To compute irrigation requirements, we need to:
Pull out ET0 and precipitation for the month of
June
Put them in separate columns:
june_eto_pr_tbl <- cimis_verona22_tbl |>
filter(Item %in% c("DayEto", "DayPrecip"), Date >= as.Date("2022-06-01"), Date <= as.Date("2022-06-30") ) |>
pivot_wider(id_cols = Date, names_from = Item, values_from = Value)
head(june_eto_pr_tbl)
To compute the daily ETc for tomatoes, we simply multiply
the reference ET0 by the crop coefficient for tomatoes:
Kc <- 1.15
june_etc_tbl <- june_eto_pr_tbl |>
mutate(ETc_tomato = DayEto * Kc)
june_etc_tbl |> head()
The total water loss each day is the amount of ETc minus
any precipitation (which CIMIS also reports in inches):
june_netwaterloss_tbl <- june_etc_tbl |>
mutate(net_water_loss_in = ETc_tomato - DayPrecip )
june_netwaterloss_tbl |> head()
To calculate the total amount of water the tomatoes need, we simply
add up the daily net water lost since the last irrigation event.
Suppose the last irrigation was June 10, 2022, and today is June 15.
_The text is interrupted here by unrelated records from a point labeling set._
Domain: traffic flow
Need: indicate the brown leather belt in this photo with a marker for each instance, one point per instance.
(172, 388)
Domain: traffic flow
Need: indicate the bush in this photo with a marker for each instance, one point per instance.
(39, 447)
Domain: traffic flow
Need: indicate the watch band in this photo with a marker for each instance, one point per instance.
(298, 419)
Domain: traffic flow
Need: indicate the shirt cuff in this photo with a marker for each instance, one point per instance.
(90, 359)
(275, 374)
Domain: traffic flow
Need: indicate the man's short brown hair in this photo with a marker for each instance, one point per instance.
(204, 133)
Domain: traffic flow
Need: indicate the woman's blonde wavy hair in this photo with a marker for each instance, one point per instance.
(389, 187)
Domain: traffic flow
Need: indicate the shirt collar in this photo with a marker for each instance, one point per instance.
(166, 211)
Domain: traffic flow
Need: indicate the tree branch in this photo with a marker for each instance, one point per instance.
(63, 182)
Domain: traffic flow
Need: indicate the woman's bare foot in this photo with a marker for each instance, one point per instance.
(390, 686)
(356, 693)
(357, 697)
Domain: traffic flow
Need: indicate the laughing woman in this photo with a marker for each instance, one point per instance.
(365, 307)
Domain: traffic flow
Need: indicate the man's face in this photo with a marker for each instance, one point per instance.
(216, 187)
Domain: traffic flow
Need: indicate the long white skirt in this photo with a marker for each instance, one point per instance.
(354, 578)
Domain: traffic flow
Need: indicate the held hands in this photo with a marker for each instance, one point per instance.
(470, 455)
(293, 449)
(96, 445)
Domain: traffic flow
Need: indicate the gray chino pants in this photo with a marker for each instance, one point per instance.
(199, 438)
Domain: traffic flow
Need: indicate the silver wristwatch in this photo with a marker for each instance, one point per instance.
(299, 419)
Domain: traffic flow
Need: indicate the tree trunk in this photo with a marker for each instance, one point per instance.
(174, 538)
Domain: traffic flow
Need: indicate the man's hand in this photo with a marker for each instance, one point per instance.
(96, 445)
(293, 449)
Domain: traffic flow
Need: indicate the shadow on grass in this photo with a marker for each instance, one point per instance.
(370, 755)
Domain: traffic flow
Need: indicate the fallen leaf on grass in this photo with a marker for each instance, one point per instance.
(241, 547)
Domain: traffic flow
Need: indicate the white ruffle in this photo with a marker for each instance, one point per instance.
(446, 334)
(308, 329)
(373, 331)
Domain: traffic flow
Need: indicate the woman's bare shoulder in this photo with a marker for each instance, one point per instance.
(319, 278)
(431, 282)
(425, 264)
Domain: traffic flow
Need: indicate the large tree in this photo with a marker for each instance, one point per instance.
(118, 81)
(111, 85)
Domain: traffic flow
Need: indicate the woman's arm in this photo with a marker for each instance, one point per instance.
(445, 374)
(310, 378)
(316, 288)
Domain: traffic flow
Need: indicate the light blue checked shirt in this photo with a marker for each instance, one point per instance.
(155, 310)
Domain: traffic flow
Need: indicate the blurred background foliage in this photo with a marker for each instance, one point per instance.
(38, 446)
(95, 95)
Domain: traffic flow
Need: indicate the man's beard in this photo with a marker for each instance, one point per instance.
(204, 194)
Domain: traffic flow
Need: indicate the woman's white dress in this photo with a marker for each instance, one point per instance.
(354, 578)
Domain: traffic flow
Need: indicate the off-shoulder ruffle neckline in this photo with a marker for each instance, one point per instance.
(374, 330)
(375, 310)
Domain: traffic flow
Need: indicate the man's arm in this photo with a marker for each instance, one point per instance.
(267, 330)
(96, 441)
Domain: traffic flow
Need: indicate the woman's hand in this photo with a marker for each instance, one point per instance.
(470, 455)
How much water do we need to add?
june_netwaterloss_tbl |>
filter(Date > as.Date("2022-06-10"), Date <= as.Date("2022-06-15")) |>
mutate(cummulative_water_lost = cumsum(net_water_loss_in))
Challenge Question #3
From October 1 2021, thru March 31, 2022, how many days did the
temperature dip below 53 °F (a temperature which reduces the load of
certain overwintering insects)? Answer
## Your answer here
daily_coldday_tbl <- cimis_verona22_tbl |>
filter(Item == "DayAirTmpMin", Date >= as.Date("2021-10-01"), Date <= as.Date("2022-03-31")) |>
mutate(cold_day = Value <= 53) |>
select(Date, Item, Value, cold_day)
head(daily_coldday_tbl)
daily_coldday_tbl |> pull(cold_day) |> table()
FALSE TRUE
7 175
End
Remember to save the Notebook to generate a HTML version that
includes all executed code that you can save for keeps!